The lang parameter (pipeline backend only)
Section titled “The lang parameter (pipeline backend only)”For non-English/Chinese content, set backend: "pipeline" and use a script-family code (NOT an ISO language code):
| Script family | Use for |
|---|---|
arabic | Arabic, Persian, Urdu |
ch, ch_lite, ch_server, en | Variants of Chinese / English defaults |
chinese_cht | Traditional Chinese |
cyrillic | Bulgarian, Macedonian, Mongolian, Serbian (non-Slavic Cyrillic) |
devanagari | Hindi, Marathi, Nepali |
east_slavic | Belarusian, Russian, Ukrainian |
el | Greek |
japan | Japanese (kanji + kana) |
ka, ta, te | Kannada, Tamil, Telugu |
korean | Korean (hangul) |
latin | French, German, Indonesian, Polish, Spanish, Vietnamese, etc. |
th | Thai |
The VLM backends (vlm-*, hybrid-* with VLM routing) ignore the lang field — model selection is not conditional on it. That said, the Pro VLM has been empirically verified to handle Cyrillic (Russian) correctly without lang being set, so for Cyrillic content either backend works. Coverage of other non-Latin scripts on the VLM is undocumented; if you see transliteration in practice, switching to pipeline with the right script-family lang code is the safer path.
Examples
Section titled “Examples”PDF (English)
Section titled “PDF (English)”{ "input": { "file_url": "https://example.com/report.pdf" }}Default backend: "vlm-auto-engine", lang: "en" — both ignored for non-Latin VLM input.
Cyrillic scan (Russian)
Section titled “Cyrillic scan (Russian)”{ "input": { "file_url": "https://example.com/russian-scan.pdf", "backend": "pipeline", "lang": "east_slavic" }}Either backend produces Russian output (Pro VLM handles Cyrillic correctly; pipeline uses PaddleOCR with explicit script-family OCR models).
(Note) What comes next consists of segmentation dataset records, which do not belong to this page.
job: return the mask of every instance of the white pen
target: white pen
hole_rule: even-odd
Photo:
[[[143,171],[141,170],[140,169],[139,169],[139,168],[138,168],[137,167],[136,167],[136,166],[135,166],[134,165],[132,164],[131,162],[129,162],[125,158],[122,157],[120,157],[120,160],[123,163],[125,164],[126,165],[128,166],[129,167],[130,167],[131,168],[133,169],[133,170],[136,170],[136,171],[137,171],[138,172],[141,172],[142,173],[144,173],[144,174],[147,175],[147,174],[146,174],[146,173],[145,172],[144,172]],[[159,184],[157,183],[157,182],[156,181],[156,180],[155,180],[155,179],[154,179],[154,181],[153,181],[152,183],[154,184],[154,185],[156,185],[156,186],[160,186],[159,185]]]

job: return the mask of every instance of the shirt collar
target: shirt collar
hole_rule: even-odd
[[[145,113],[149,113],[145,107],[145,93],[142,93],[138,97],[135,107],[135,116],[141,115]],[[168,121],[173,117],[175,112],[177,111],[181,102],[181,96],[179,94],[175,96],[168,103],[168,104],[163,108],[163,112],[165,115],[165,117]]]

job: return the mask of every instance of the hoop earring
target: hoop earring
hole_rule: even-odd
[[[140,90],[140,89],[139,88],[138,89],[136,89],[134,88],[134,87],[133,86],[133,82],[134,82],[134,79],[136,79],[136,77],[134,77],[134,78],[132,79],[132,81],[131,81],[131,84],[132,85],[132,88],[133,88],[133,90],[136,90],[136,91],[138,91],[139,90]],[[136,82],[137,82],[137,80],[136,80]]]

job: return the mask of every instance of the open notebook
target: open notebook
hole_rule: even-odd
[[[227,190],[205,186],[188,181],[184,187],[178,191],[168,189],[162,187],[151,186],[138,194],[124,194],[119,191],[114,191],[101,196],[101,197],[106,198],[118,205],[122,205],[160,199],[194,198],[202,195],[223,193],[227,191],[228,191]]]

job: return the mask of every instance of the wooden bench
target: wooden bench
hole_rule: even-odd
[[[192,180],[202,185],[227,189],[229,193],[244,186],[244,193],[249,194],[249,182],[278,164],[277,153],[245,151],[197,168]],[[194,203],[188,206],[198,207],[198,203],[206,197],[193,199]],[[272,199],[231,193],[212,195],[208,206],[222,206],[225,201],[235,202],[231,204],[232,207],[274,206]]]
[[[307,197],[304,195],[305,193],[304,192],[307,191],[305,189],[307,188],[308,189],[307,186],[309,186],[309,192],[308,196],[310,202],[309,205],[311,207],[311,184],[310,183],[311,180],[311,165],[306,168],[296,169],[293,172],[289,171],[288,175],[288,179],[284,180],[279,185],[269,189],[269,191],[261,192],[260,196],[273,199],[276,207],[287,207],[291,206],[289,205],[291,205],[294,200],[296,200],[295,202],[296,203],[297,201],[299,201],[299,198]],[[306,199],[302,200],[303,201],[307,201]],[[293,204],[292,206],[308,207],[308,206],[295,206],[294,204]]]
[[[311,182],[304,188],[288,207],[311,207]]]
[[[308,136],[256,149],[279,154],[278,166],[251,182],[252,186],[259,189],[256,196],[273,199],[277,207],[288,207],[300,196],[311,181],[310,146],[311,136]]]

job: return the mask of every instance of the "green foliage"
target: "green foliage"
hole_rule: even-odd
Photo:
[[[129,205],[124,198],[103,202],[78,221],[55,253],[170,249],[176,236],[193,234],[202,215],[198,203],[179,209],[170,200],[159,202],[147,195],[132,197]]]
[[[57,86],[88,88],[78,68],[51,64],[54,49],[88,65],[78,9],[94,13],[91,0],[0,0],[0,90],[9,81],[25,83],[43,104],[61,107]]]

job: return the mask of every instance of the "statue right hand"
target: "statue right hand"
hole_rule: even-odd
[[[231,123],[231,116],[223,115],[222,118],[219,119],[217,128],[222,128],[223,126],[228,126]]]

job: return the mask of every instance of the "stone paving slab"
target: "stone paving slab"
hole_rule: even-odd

For scans without an embedded text layer or for Cyrillic dialects beyond Russian/Ukrainian/Belarusian, pipeline is the documented-safe choice.
Scanned image (PNG)
Section titled “Scanned image (PNG)”{ "input": { "file_url": "https://example.com/page-scan.png", "backend": "pipeline", "lang": "latin" }}Image is converted to a single-page PDF internally, then routed through pipeline OCR.
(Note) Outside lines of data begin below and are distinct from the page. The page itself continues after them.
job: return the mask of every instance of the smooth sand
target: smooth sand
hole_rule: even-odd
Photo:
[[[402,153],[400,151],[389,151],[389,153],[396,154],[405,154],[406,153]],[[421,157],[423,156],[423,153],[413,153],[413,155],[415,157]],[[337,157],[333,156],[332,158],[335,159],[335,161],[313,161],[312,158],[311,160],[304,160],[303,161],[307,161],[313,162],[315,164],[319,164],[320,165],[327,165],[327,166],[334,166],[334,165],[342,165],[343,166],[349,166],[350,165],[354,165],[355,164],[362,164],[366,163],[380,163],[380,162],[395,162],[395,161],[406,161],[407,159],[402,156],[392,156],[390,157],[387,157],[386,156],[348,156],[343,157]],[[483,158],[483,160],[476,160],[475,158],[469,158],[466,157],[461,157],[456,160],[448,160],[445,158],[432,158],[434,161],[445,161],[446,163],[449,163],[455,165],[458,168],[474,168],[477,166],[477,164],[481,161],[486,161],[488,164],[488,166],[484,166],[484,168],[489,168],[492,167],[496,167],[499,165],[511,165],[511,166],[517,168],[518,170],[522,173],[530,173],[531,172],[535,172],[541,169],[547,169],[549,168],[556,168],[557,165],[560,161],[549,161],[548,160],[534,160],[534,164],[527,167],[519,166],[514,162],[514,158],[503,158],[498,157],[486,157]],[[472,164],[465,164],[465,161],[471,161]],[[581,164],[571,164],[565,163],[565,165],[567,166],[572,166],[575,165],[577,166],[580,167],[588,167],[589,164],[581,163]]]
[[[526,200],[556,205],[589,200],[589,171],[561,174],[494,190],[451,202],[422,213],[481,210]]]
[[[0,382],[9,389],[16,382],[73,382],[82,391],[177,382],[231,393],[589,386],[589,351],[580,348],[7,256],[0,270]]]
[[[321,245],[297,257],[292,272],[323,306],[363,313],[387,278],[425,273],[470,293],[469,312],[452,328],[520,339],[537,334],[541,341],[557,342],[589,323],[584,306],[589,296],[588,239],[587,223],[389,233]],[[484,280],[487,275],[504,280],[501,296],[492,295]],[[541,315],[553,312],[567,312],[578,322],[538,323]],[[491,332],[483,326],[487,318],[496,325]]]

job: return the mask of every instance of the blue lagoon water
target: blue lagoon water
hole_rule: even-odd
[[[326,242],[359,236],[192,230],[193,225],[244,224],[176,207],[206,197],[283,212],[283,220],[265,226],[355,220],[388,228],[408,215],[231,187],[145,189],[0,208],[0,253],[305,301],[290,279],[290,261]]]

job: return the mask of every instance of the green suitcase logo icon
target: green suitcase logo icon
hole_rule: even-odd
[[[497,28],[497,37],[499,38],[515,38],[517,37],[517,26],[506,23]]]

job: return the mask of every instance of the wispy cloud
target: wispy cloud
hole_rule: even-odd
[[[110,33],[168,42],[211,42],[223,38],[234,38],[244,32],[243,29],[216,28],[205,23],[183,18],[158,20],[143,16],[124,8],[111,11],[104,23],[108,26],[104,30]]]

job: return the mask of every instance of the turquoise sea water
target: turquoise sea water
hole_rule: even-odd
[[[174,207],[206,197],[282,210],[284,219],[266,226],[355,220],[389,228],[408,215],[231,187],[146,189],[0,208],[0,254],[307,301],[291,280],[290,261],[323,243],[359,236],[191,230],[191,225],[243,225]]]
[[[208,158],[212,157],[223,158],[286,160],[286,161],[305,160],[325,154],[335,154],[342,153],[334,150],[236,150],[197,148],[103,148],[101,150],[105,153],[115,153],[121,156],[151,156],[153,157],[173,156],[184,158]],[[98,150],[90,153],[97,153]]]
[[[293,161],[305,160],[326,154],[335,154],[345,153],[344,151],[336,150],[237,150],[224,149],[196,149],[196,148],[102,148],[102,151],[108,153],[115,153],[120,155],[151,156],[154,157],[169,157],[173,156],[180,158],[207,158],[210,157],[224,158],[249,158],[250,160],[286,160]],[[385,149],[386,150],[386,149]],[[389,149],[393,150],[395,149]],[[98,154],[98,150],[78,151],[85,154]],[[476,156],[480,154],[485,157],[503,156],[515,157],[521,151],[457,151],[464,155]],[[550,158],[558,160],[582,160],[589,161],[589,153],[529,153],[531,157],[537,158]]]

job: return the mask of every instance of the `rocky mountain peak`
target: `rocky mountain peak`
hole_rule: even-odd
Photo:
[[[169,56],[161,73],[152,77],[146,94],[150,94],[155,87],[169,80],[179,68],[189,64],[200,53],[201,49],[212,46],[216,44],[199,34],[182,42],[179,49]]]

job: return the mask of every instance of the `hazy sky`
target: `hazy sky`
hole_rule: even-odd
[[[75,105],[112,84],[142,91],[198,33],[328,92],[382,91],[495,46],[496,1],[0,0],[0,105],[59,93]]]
DOCX with native text + embedded equations
Section titled “DOCX with native text + embedded equations”{ "input": { "file_url": "https://example.com/spec.docx", "formula_enable": true }}Office parser extracts native text and structure; embedded equation/image regions are sent to the chosen backend for parsing.
XLSX (spreadsheet)
Section titled “XLSX (spreadsheet)”{ "input": { "file_url": "https://example.com/data.xlsx" }}Returns Markdown tables (one per sheet) in content_list.
Size limits
Section titled “Size limits”| Transport | Max input size |
|---|---|
file_b64 (inline) | 20 MB (RunPod gateway cap on /runsync; 10 MB on /run) |
file_url | No hard cap; the worker downloads with a 120 s timeout |
volume_path | No hard cap; only limited by the network volume’s free space |
For multi-hundred-MB books or large image archives, prefer file_url (signed S3 URL is cheapest) or pre-stage on a network volume — see Network volumes.
Page selection (PDF only)
Section titled “Page selection (PDF only)”The start_page / end_page fields apply to PDFs (including images converted to single-page PDFs). For DOCX/PPTX/XLSX, page-range semantics are interpreted by MinerU’s Office parsers — they generally process the whole document and start_page / end_page are best-effort.
Format detection edge cases
Section titled “Format detection edge cases”If _detect_format returns "unknown" (the bytes don’t match any known magic), the worker raises:
ValueError: input bytes do not match any supported format (PDF, PNG/JPEG/GIF/BMP/TIFF/WebP image, or DOCX/PPTX/XLSX). Check that file_b64 was base64-encoded correctly and that file_url returned the file body (not an error page).Most common cause is file_url returning an HTML error page (e.g. a 403 from an S3 bucket with expired credentials). The first 16 bytes of the response will start with <!DOCT or <html — neither of which is in our magic table.